Survei IPO: Prabowo Masih Puncaki Elektabilitas Capres dengan 23,4 Persen

Sedang Trending 1 jam yang lalu
Presiden Indonesia Prabowo Subianto menyampaikan keterangan pers berbareng PM Thailand Anutin Charnvirakul usai pertemuan bilateral di Istana Merdeka, Jakarta, Indonesia, Senin (3/8/2026). Foto: Willy Kurniawan/REUTERS

Lembaga Survei Indonesia Political Opinion (IPO) merilis hasil survei terbaru mengenai elektabilitas tokoh politik. Survei menunjukkan Presiden Prabowo Subianto tetap menjadi tokoh dengan elektabilitas tertinggi andaikan pemilihan presiden digelar saat ini. Prabowo memperoleh support sebesar 23,4 persen.

Prabowo unggul atas Gubernur Jawa Barat Dedi Mulyadi nan memperoleh elektabilitas 21,7 persen. Selisih keduanya hanya 1,7 persen.

Di posisi berikutnya terdapat Anies Baswedan dengan 11,5 persen.

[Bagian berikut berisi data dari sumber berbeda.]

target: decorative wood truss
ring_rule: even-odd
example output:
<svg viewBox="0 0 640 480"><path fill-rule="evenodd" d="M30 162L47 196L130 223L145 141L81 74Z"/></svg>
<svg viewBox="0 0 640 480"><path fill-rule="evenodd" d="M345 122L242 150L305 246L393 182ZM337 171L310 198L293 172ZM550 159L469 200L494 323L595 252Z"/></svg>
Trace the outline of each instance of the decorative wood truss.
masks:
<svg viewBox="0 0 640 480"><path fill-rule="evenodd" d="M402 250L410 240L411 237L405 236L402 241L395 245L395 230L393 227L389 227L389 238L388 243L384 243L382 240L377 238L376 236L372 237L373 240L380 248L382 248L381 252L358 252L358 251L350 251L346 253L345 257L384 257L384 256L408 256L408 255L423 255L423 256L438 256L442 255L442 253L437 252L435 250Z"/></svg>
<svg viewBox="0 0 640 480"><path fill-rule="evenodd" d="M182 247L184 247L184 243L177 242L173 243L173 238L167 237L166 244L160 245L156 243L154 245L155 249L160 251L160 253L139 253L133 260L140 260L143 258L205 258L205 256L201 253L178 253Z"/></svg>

Kemudian Agus Harimurti Yudhoyono (AHY) 4,5 persen, Ganjar Pranowo 4,1 persen, dan Gibran Rakabuming Raka 3,9 persen.

Sementara itu, sejumlah tokoh lainnya memperoleh elektabilitas di bawah 3 persen. Di antaranya Sherly Tjoanda 2,1 persen, Mahfud MD 1,7 persen, Purbaya Yudhi Sadewa 1,5 persen, Muhaimin Iskandar 1,2 persen, dan Zulkifli Hasan 1 persen.

Survei tersebut juga mencatat 17 persen responden belum menentukan pilihan alias memilih merahasiakan jawabannya.

Direktur Eksekutif IPO Dedi Kurnia Syah mengatakan hasil tersebut diperoleh melalui simulasi top of mind. Dalam simulasi itu, responden tidak diberikan daftar nama dan bebas menyebut tokoh nan pertama kali terlintas dalam pikirannya.

“Dalam simulasi terbuka, di mana responden bebas menjawab tanpa intervensi, nama Presiden Prabowo Subianto tetap berada di posisi teratas, meskipun memang tidak signifikan meninggalkan nama-nama nan lain,” kata Dedi.

Menurut Dedi, posisi Prabowo sebagai kepala negara tetap memberikan pengaruh terhadap tingkat keteringatan masyarakat. Namun, kemunculan Dedi Mulyadi dengan selisih elektabilitas nan tipis menunjukkan adanya figur lain nan mulai mendapat perhatian publik.

Dia juga menilai 17 persen responden nan belum menentukan pilihan menunjukkan persaingan menuju Pilpres tetap dinamis. Kelompok tersebut dinilai berpotensi mengubah konfigurasi elektoral andaikan terjadi perubahan persepsi publik terhadap para tokoh.

“Ingatan publik semacam ini perlu dijaga, tentu dengan kebijakan nan dekat dengan kebutuhan publik, jika semua program Presiden diterima dan mendapat penilaian baik, bakal menjadi lebih bagi Presiden Prabowo untuk kembali memenangi kontestasi di periode keduanya,” ujar Dedi.

Dedi Kurnia Syah Direktur Eksekutif IPO. Foto: Dok. Pribadi

Metode Survei

Survei nasional IPO dilakukan pada 27 Juli hingga 3 Agustus 2026 terhadap 1.200 responden. Survei mempunyai tingkat kepercayaan 95 persen dengan margin of error sekitar ±2,9 persen.

Sampel dipilih menggunakan metode multistage random sampling. Responden merupakan masyarakat berumur minimal 17 tahun alias sudah menikah dengan komposisi 50 persen laki-laki dan 50 persen perempuan.

Pemilihan sampel dilakukan secara bertingkat mulai dari kelurahan alias desa, kemudian lima RT dipilih secara random pada setiap kelurahan alias desa terpilih. Dari setiap RT dipilih dua family alias rumah tangga, lampau satu responden dari setiap family dipilih menggunakan lembar random (random sheet).